5.1The concrete model architecture and relationship

Figure 4shows the concrete OGSA model architecture and its relationship to systems management models.

Figure 4. OGSA Model Architecture

Resources advertise capabilities – physical, logical, and generated. These capabilities are abstracted from detailed systems management information via algorithms. Some capabilities are static, others are dynamic. Those that are dynamic are refreshed as their values change or are created/deleted per their lifespan. Jobs (or activities) specify their requirements and are matched against capabilities resources advertise to determine placement, execution, etc.

Taking this one step further, resources also have a need to express requirements (e.g. policy) and jobs (or activities) also have a need to express capabilities (e.g. identity). The concrete model allows for this symmetry as shown in Figure 5. It is recognized that there are specifications in place for things like policies and identification – this architecture is not meant to replace any of those specifications but rather to note that policy and identification are an integral part of the concrete model and further investigation needs to occur to understand how best to convey that information with respect to resources and jobs (or activities).

*** Need to align GLUE document structure advertisement (capabilities and requirements) structure.
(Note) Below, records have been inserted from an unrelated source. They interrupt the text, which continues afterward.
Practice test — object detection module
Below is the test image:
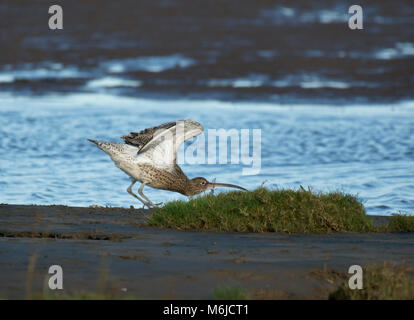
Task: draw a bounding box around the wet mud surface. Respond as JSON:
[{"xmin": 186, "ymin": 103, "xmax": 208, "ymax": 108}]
[
  {"xmin": 0, "ymin": 204, "xmax": 413, "ymax": 299},
  {"xmin": 1, "ymin": 1, "xmax": 414, "ymax": 103}
]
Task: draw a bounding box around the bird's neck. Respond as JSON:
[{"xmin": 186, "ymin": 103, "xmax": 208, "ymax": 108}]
[
  {"xmin": 171, "ymin": 165, "xmax": 192, "ymax": 196},
  {"xmin": 183, "ymin": 179, "xmax": 196, "ymax": 196}
]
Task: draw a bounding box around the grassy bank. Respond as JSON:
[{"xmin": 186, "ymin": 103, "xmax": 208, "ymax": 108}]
[
  {"xmin": 149, "ymin": 187, "xmax": 373, "ymax": 233},
  {"xmin": 383, "ymin": 214, "xmax": 414, "ymax": 232},
  {"xmin": 149, "ymin": 187, "xmax": 414, "ymax": 234}
]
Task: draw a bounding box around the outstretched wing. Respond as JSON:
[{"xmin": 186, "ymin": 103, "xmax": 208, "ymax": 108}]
[{"xmin": 123, "ymin": 120, "xmax": 204, "ymax": 168}]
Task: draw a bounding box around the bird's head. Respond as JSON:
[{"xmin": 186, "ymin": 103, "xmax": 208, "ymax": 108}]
[{"xmin": 186, "ymin": 177, "xmax": 247, "ymax": 196}]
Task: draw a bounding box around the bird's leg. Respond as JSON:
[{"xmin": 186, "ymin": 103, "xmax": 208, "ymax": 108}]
[
  {"xmin": 138, "ymin": 183, "xmax": 163, "ymax": 208},
  {"xmin": 127, "ymin": 180, "xmax": 149, "ymax": 209}
]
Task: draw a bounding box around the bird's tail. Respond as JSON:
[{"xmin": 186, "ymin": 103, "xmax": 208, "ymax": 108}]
[
  {"xmin": 87, "ymin": 138, "xmax": 110, "ymax": 151},
  {"xmin": 88, "ymin": 138, "xmax": 123, "ymax": 156},
  {"xmin": 88, "ymin": 139, "xmax": 103, "ymax": 149},
  {"xmin": 88, "ymin": 138, "xmax": 99, "ymax": 145}
]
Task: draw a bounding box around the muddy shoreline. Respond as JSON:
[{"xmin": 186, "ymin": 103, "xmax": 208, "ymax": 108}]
[
  {"xmin": 0, "ymin": 204, "xmax": 413, "ymax": 299},
  {"xmin": 2, "ymin": 1, "xmax": 414, "ymax": 103}
]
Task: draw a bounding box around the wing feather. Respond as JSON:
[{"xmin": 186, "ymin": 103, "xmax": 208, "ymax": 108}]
[
  {"xmin": 121, "ymin": 121, "xmax": 177, "ymax": 151},
  {"xmin": 122, "ymin": 120, "xmax": 204, "ymax": 168}
]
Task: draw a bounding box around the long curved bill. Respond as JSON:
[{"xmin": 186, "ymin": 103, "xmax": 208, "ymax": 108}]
[{"xmin": 208, "ymin": 182, "xmax": 247, "ymax": 191}]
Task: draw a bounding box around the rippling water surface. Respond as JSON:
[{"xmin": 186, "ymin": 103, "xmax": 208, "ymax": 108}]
[
  {"xmin": 1, "ymin": 94, "xmax": 413, "ymax": 215},
  {"xmin": 0, "ymin": 0, "xmax": 413, "ymax": 215}
]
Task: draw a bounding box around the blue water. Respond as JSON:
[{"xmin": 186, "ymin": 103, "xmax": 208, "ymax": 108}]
[
  {"xmin": 1, "ymin": 1, "xmax": 414, "ymax": 215},
  {"xmin": 0, "ymin": 93, "xmax": 413, "ymax": 215}
]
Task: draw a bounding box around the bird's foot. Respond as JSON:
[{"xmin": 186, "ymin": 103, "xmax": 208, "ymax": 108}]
[{"xmin": 141, "ymin": 201, "xmax": 163, "ymax": 209}]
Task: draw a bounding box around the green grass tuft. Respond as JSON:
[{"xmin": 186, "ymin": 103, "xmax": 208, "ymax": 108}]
[
  {"xmin": 384, "ymin": 214, "xmax": 414, "ymax": 232},
  {"xmin": 212, "ymin": 285, "xmax": 251, "ymax": 300},
  {"xmin": 149, "ymin": 187, "xmax": 374, "ymax": 234},
  {"xmin": 329, "ymin": 264, "xmax": 414, "ymax": 300}
]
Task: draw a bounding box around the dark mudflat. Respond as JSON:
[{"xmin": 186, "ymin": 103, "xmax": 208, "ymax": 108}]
[
  {"xmin": 0, "ymin": 204, "xmax": 413, "ymax": 299},
  {"xmin": 2, "ymin": 1, "xmax": 414, "ymax": 104}
]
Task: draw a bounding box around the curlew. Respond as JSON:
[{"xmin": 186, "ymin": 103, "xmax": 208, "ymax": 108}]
[{"xmin": 88, "ymin": 120, "xmax": 246, "ymax": 208}]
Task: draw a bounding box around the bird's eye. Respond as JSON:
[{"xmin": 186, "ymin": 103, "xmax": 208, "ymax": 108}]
[{"xmin": 201, "ymin": 181, "xmax": 206, "ymax": 185}]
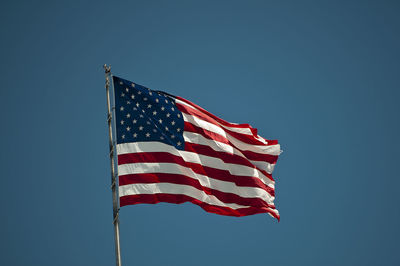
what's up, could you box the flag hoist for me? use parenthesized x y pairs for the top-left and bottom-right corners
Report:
(104, 64), (122, 266)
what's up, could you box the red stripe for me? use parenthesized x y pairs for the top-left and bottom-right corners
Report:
(119, 173), (275, 209)
(184, 122), (278, 176)
(177, 102), (276, 146)
(120, 194), (280, 220)
(118, 152), (275, 196)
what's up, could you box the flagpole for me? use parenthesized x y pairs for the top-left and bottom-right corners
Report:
(104, 64), (122, 266)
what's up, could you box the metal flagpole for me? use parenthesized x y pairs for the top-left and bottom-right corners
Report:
(104, 64), (122, 266)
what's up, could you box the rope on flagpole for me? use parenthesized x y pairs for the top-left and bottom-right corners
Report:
(104, 64), (122, 266)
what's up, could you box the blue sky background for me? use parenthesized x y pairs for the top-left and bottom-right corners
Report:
(1, 1), (399, 265)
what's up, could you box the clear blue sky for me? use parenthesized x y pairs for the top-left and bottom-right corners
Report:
(1, 1), (399, 265)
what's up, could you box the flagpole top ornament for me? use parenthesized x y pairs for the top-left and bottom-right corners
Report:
(103, 64), (111, 74)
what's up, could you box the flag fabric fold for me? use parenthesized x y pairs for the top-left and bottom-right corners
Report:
(112, 76), (281, 220)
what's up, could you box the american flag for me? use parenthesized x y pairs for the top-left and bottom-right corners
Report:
(113, 76), (281, 220)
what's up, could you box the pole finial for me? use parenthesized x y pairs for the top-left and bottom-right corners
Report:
(103, 64), (111, 74)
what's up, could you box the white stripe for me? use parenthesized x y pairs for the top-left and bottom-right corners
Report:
(183, 132), (276, 174)
(117, 142), (274, 187)
(250, 160), (275, 174)
(183, 113), (281, 156)
(119, 183), (276, 213)
(256, 135), (269, 145)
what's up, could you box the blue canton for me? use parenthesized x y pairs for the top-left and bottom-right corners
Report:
(113, 76), (185, 150)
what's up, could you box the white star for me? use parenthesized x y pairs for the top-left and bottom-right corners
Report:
(165, 126), (169, 131)
(142, 109), (145, 113)
(161, 106), (165, 111)
(145, 132), (150, 138)
(138, 91), (142, 95)
(171, 134), (175, 139)
(166, 113), (171, 118)
(144, 97), (148, 101)
(131, 83), (135, 87)
(153, 129), (157, 133)
(149, 91), (152, 96)
(119, 81), (123, 85)
(131, 94), (135, 99)
(160, 136), (164, 140)
(122, 135), (125, 139)
(126, 113), (131, 118)
(171, 121), (175, 125)
(136, 102), (140, 107)
(133, 107), (137, 111)
(126, 126), (131, 131)
(171, 107), (175, 111)
(133, 119), (137, 124)
(147, 104), (152, 108)
(177, 128), (181, 132)
(153, 111), (157, 115)
(133, 133), (137, 138)
(146, 121), (151, 125)
(126, 101), (131, 105)
(139, 126), (143, 131)
(177, 141), (181, 146)
(121, 93), (125, 97)
(155, 98), (159, 103)
(165, 99), (168, 104)
(120, 120), (125, 125)
(125, 88), (129, 92)
(177, 114), (181, 118)
(139, 114), (144, 118)
(158, 119), (162, 124)
(120, 106), (124, 111)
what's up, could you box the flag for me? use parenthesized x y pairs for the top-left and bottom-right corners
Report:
(112, 76), (281, 220)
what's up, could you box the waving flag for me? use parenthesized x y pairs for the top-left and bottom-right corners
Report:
(113, 76), (281, 220)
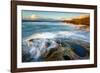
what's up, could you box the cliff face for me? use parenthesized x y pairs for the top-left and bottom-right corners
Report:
(63, 16), (90, 26)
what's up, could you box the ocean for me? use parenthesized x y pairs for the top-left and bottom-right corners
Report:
(22, 22), (90, 62)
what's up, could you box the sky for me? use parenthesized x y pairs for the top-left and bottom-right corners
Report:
(22, 10), (89, 20)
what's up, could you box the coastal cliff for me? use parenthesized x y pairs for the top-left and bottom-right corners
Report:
(63, 15), (90, 26)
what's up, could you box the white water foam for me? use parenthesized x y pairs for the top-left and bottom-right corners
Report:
(22, 31), (89, 61)
(23, 31), (88, 43)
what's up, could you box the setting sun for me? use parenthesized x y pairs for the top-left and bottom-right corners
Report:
(30, 14), (38, 19)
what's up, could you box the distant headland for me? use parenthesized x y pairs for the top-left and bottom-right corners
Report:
(63, 15), (90, 26)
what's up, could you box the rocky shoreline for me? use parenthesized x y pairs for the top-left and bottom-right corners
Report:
(22, 37), (90, 62)
(63, 15), (90, 25)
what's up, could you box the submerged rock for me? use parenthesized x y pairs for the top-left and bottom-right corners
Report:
(70, 44), (87, 57)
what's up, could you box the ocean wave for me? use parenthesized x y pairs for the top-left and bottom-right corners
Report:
(22, 31), (89, 62)
(23, 31), (89, 42)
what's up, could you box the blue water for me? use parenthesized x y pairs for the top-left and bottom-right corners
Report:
(70, 44), (87, 57)
(22, 22), (75, 38)
(22, 22), (89, 40)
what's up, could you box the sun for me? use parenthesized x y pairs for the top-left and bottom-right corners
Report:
(30, 14), (38, 19)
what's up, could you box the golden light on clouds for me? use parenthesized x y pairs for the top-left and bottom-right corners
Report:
(30, 14), (38, 19)
(76, 14), (89, 19)
(22, 14), (39, 20)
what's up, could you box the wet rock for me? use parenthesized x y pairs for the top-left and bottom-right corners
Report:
(22, 38), (90, 62)
(45, 46), (64, 61)
(63, 55), (71, 60)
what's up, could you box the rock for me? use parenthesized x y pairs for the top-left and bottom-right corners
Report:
(45, 46), (64, 61)
(22, 37), (90, 62)
(63, 55), (71, 60)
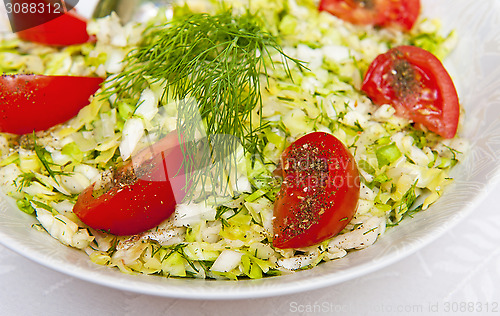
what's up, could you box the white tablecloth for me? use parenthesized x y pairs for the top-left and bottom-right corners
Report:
(1, 179), (499, 316)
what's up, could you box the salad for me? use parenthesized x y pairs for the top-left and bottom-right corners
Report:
(0, 0), (467, 280)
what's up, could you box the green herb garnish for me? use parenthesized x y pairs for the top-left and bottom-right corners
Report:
(103, 9), (302, 200)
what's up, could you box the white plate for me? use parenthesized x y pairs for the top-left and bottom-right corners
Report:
(0, 0), (499, 300)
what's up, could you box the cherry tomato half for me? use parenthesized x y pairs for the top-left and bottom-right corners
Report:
(73, 132), (187, 236)
(0, 74), (103, 135)
(273, 132), (360, 249)
(11, 1), (92, 46)
(361, 45), (460, 139)
(319, 0), (420, 31)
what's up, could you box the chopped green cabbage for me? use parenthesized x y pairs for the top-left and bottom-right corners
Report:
(0, 0), (466, 280)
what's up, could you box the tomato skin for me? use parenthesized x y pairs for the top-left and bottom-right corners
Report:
(73, 132), (187, 236)
(74, 178), (178, 236)
(0, 75), (103, 135)
(319, 0), (420, 31)
(12, 3), (92, 46)
(361, 45), (459, 139)
(273, 132), (360, 249)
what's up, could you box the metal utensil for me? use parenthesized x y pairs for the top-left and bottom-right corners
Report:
(93, 0), (171, 23)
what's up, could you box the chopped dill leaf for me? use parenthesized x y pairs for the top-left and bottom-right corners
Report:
(215, 206), (232, 228)
(363, 227), (378, 235)
(389, 180), (419, 225)
(32, 132), (71, 185)
(55, 217), (67, 225)
(277, 96), (295, 102)
(15, 173), (36, 192)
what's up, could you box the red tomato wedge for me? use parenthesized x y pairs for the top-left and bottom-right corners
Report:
(361, 45), (460, 139)
(319, 0), (420, 31)
(0, 74), (103, 135)
(12, 3), (92, 46)
(73, 132), (187, 236)
(273, 132), (360, 249)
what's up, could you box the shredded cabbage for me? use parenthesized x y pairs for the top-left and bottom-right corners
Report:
(0, 0), (466, 280)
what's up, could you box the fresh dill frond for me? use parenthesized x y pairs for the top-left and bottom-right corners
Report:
(102, 9), (302, 200)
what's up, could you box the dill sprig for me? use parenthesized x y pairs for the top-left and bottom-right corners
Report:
(103, 9), (302, 200)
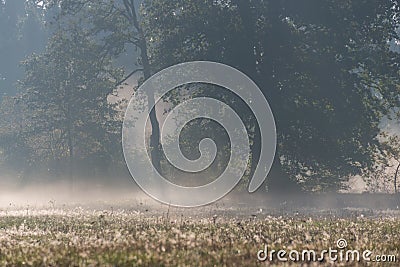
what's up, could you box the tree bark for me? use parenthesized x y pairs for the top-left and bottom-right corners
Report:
(65, 69), (74, 194)
(395, 161), (399, 194)
(123, 0), (162, 173)
(67, 116), (74, 193)
(141, 41), (162, 172)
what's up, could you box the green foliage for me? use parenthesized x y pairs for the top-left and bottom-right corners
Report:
(141, 0), (400, 191)
(2, 0), (400, 191)
(0, 0), (48, 97)
(13, 24), (124, 177)
(0, 96), (33, 170)
(368, 133), (400, 193)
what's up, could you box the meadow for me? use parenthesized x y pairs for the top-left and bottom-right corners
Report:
(0, 201), (399, 266)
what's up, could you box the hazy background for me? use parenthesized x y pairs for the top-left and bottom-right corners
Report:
(0, 0), (400, 207)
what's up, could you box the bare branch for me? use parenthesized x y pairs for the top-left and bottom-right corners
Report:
(115, 68), (143, 88)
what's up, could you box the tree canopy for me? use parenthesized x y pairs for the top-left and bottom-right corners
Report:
(141, 0), (400, 191)
(1, 0), (400, 193)
(0, 13), (124, 184)
(0, 0), (48, 97)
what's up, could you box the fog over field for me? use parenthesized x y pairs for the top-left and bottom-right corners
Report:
(1, 1), (400, 266)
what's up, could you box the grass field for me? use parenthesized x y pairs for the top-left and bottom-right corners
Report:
(0, 202), (399, 267)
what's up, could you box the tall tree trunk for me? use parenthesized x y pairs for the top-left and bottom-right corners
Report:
(67, 118), (74, 192)
(65, 72), (74, 194)
(394, 161), (399, 194)
(140, 38), (162, 173)
(123, 0), (162, 173)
Working assumption should be that GLUE represents the blue bubble (advertisement). In degenerate case, GLUE may also represent red bubble (if CIM view classes actually happen). Need to work with DMTF to make CIM view classes happen as that will most likely be the easiest way to start the transformation of managed information in the red bubble to advertised capabilities in the blue bubble. Also need to see what alignment can be made between GLUE, JSDL, and potentially BES given the example in section 4 that clearly points out that there are mismatches in basic resource names and units that will create much trouble in matching between advertised capabilities (blue bubble) and activity requirements (green bubble).***

Figure 5. Advertisement-Requirement Matching

5.2Representation of resource capabilities

Resource capabilities are represented in one or more XML documents. This provides the user/developer/tooling a declarative format. Capabilities are expressed as name-value pairs, that is, capability is a name and property is its value. Most capabilities can be expressed in a 2 level hierarchy for simplicity, although the hierarchy is not limited to 2 levels. The XML document can either be stored natively (as XML document) or in a relational table (nice for searching and matching). Most database systems today support XML document to relational table conversion. The concrete rendering uses XSD schema and XML typing. In XML typing, reuse of element names requirements use of namespaces. The <any> construct is used for extensibility in XSD. Extensions can be derived from existing models and the OGSA basic resources. And existing XML models can be included in the XML document. Because typing an XML document can be tedious and error-prone, this representation and its characteristics for resource capabilities was chosen to capitalize on existing tooling for generation and validation to quickly seed adoption.

Figure 6is an example of rendering a few resources (physical) in this representation. Logical and generated resources also use this rendering. Two important aspects of the rendering are semantics and abstracted usable properties. For example, the CPU speed varies by vendor. From the user’s point of view, he is more interested in a relative abstracted value rather than having to figure out how to identify which processors from different vendors satisfy his speed requirements. Hence, there is a defined semantic associated with the value ‘10’ of property ‘Speed’. These types of abstractions and semantics are documented as part of the model, ideally as part of the defined resource capabilities. Likewise, any algorithm used to generate this abstracted capability is documented as part of the model.